TOKIO taz ■ Transparenz, Effizienz und Verantwortung. Diese drei Schlagworte wurden auf der internationalen Geberkonferenz für den Wiederaufbau Afghanistans in Tokio wohl am meisten gebraucht. Sogar Sadako Ogata, die energische Vorsitzende der Konferenz, betonte diese Prizipien in der abschließenden Pressekonferenz noch einmal ausdrücklich. Dann gab sie die Endsumme der Zusagen in zwei Zahlen mit fast magischer Ausstrahlung bekannt. Für das Jahr 2002 sind von den 60 Geberländern und 21 internationalen Organisationen 1,8 Milliarden US-Dollar versprochen, längerfristig insgesamt 4,5 Milliarden Dollar.

Die Zusagen für dieses erste Jahr sind weitgehend zuverlässig und übertreffen sogar die Erwartungen der Weltbank. Zweifel kommen aber auf, wenn es um die Gesamtsumme geht. Merkwürdig ist nämlich die Tatsache, dass am zweiten Tag unter den Einzelländern nicht Japan, die USA, Deutschland, Großbritannien oder Saudi Arabien als größte Geber erscheinen, sondern Iran. Der Golfstaat wurde in der Rechnung mit einer Zusage von 560 Millionen Dollar über fünf Jahre aufgeführt.
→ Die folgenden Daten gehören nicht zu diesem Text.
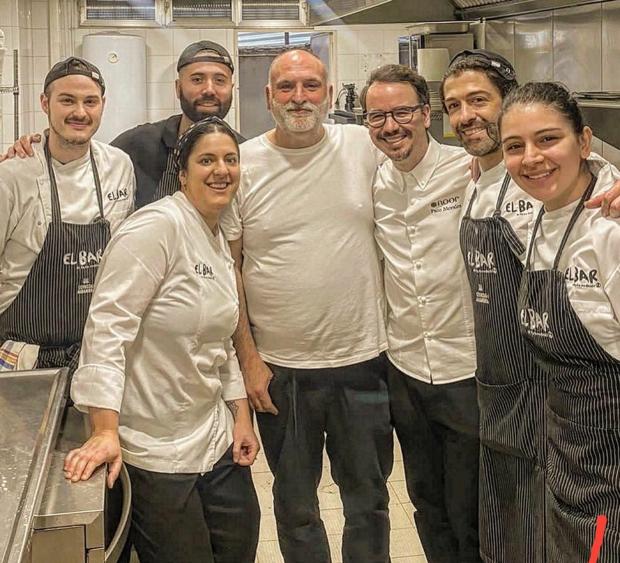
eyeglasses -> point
(402, 115)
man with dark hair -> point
(301, 232)
(511, 388)
(418, 195)
(57, 212)
(203, 87)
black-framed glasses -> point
(402, 115)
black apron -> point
(52, 306)
(582, 414)
(169, 182)
(511, 395)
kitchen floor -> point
(405, 545)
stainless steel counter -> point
(31, 405)
(43, 517)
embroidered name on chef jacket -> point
(204, 271)
(446, 204)
(580, 278)
(118, 194)
(537, 323)
(83, 259)
(519, 207)
(481, 263)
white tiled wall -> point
(163, 49)
(357, 50)
(361, 48)
(25, 24)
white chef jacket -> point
(518, 207)
(430, 316)
(311, 273)
(26, 209)
(590, 263)
(157, 344)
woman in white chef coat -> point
(569, 307)
(158, 373)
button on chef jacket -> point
(26, 210)
(417, 215)
(157, 344)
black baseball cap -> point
(217, 55)
(487, 59)
(74, 65)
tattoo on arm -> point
(234, 408)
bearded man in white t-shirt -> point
(310, 342)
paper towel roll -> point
(433, 63)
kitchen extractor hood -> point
(336, 12)
(322, 11)
(469, 9)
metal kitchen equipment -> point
(601, 111)
(44, 518)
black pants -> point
(347, 410)
(189, 518)
(437, 427)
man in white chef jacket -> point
(418, 195)
(302, 234)
(56, 214)
(203, 87)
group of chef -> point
(498, 365)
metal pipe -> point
(15, 91)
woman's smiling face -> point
(212, 174)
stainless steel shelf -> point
(31, 406)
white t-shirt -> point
(517, 207)
(430, 317)
(590, 262)
(157, 343)
(26, 210)
(311, 273)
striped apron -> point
(52, 306)
(582, 415)
(511, 395)
(169, 182)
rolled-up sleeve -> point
(233, 386)
(230, 221)
(130, 273)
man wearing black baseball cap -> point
(511, 387)
(204, 87)
(58, 211)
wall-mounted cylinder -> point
(122, 62)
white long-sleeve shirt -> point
(157, 344)
(430, 316)
(26, 211)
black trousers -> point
(347, 410)
(437, 427)
(193, 518)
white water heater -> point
(122, 62)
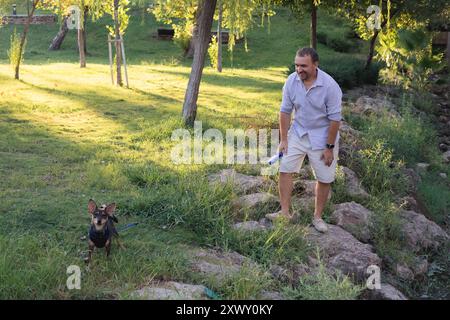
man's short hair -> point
(302, 52)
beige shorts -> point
(298, 148)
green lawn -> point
(69, 135)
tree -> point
(205, 18)
(299, 7)
(21, 47)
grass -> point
(68, 135)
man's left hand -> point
(327, 157)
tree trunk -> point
(313, 41)
(219, 39)
(371, 49)
(117, 43)
(374, 39)
(85, 13)
(81, 48)
(59, 38)
(23, 39)
(205, 19)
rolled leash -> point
(275, 158)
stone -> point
(422, 167)
(344, 252)
(352, 184)
(421, 233)
(250, 226)
(171, 291)
(219, 264)
(252, 204)
(353, 218)
(242, 183)
(386, 292)
(404, 272)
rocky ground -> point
(347, 247)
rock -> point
(421, 233)
(250, 226)
(171, 291)
(352, 184)
(386, 292)
(404, 272)
(412, 179)
(218, 264)
(242, 183)
(367, 105)
(251, 204)
(446, 156)
(344, 252)
(420, 267)
(408, 203)
(422, 167)
(353, 218)
(271, 295)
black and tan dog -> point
(102, 227)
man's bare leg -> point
(285, 188)
(322, 191)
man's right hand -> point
(283, 147)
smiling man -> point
(316, 98)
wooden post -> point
(124, 59)
(110, 58)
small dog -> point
(102, 227)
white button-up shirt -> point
(314, 108)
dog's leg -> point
(91, 249)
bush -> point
(323, 286)
(349, 72)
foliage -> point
(212, 52)
(14, 54)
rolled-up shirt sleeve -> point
(286, 103)
(334, 103)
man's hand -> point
(327, 157)
(283, 147)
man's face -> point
(305, 67)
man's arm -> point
(285, 122)
(332, 132)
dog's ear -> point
(92, 206)
(110, 208)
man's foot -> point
(278, 215)
(320, 225)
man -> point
(316, 99)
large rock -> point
(255, 204)
(242, 183)
(352, 184)
(344, 252)
(171, 291)
(219, 264)
(386, 292)
(421, 233)
(353, 218)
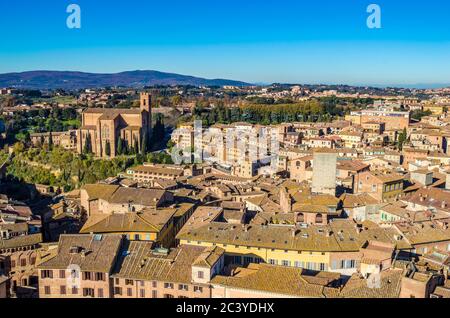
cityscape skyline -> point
(295, 42)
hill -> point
(79, 80)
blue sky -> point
(296, 41)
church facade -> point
(104, 129)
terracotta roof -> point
(95, 253)
(21, 241)
(285, 281)
(138, 261)
(145, 221)
(339, 236)
(390, 285)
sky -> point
(258, 41)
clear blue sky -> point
(300, 41)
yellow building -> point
(333, 248)
(148, 225)
(435, 109)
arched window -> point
(319, 218)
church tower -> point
(146, 111)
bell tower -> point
(146, 111)
(146, 101)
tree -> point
(120, 146)
(87, 145)
(144, 145)
(50, 140)
(402, 139)
(108, 148)
(136, 147)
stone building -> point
(102, 129)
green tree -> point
(120, 150)
(403, 136)
(87, 149)
(50, 140)
(108, 148)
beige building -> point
(67, 139)
(102, 128)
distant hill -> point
(80, 80)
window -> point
(198, 289)
(248, 260)
(299, 264)
(88, 292)
(87, 276)
(47, 274)
(273, 262)
(183, 287)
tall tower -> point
(324, 171)
(146, 110)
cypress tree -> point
(108, 149)
(120, 146)
(144, 145)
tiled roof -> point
(286, 281)
(95, 253)
(138, 261)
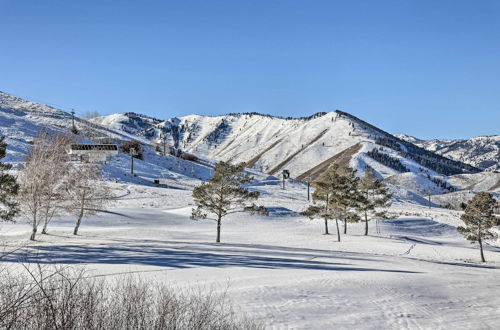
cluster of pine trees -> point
(342, 196)
(437, 163)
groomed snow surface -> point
(417, 273)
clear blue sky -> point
(425, 68)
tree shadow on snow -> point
(174, 254)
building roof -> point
(95, 147)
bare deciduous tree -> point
(86, 191)
(41, 179)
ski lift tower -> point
(132, 153)
(94, 153)
(286, 175)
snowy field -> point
(417, 273)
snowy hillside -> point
(482, 151)
(305, 146)
(21, 121)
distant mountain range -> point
(482, 151)
(305, 146)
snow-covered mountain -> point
(21, 121)
(482, 151)
(305, 146)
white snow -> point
(418, 273)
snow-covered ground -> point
(417, 273)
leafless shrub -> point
(41, 179)
(66, 299)
(86, 192)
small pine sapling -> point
(375, 198)
(8, 188)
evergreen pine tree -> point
(375, 196)
(337, 195)
(223, 194)
(345, 198)
(478, 219)
(8, 187)
(322, 210)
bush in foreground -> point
(66, 299)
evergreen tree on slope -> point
(479, 219)
(223, 194)
(8, 187)
(375, 197)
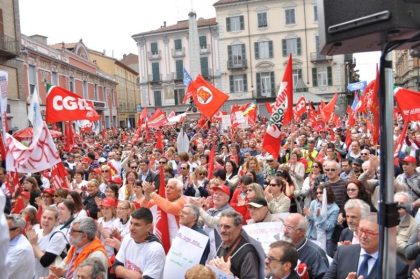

Dieser höchst bemerkenswerte Betrag ist darum so rätselhaft, weil die offizielle iranische Nachrichtenagentur Irna völlig andere Zahlen veröffentlichte. Danach hat Irans Außenminister Kamal Charasi in Tokio nur 120 Millionen Dollar versprochen. Davon sind 100 Millionen Dollar als Kredite für die Aufbauhilfe vorgesehen. Weitere 20 Millionen Dollar werden für humanitäre Hilfe gespendet, die vorwiegend den afghanischen Flüchtlingen im eigenen Lande zu Gute kommen sollen.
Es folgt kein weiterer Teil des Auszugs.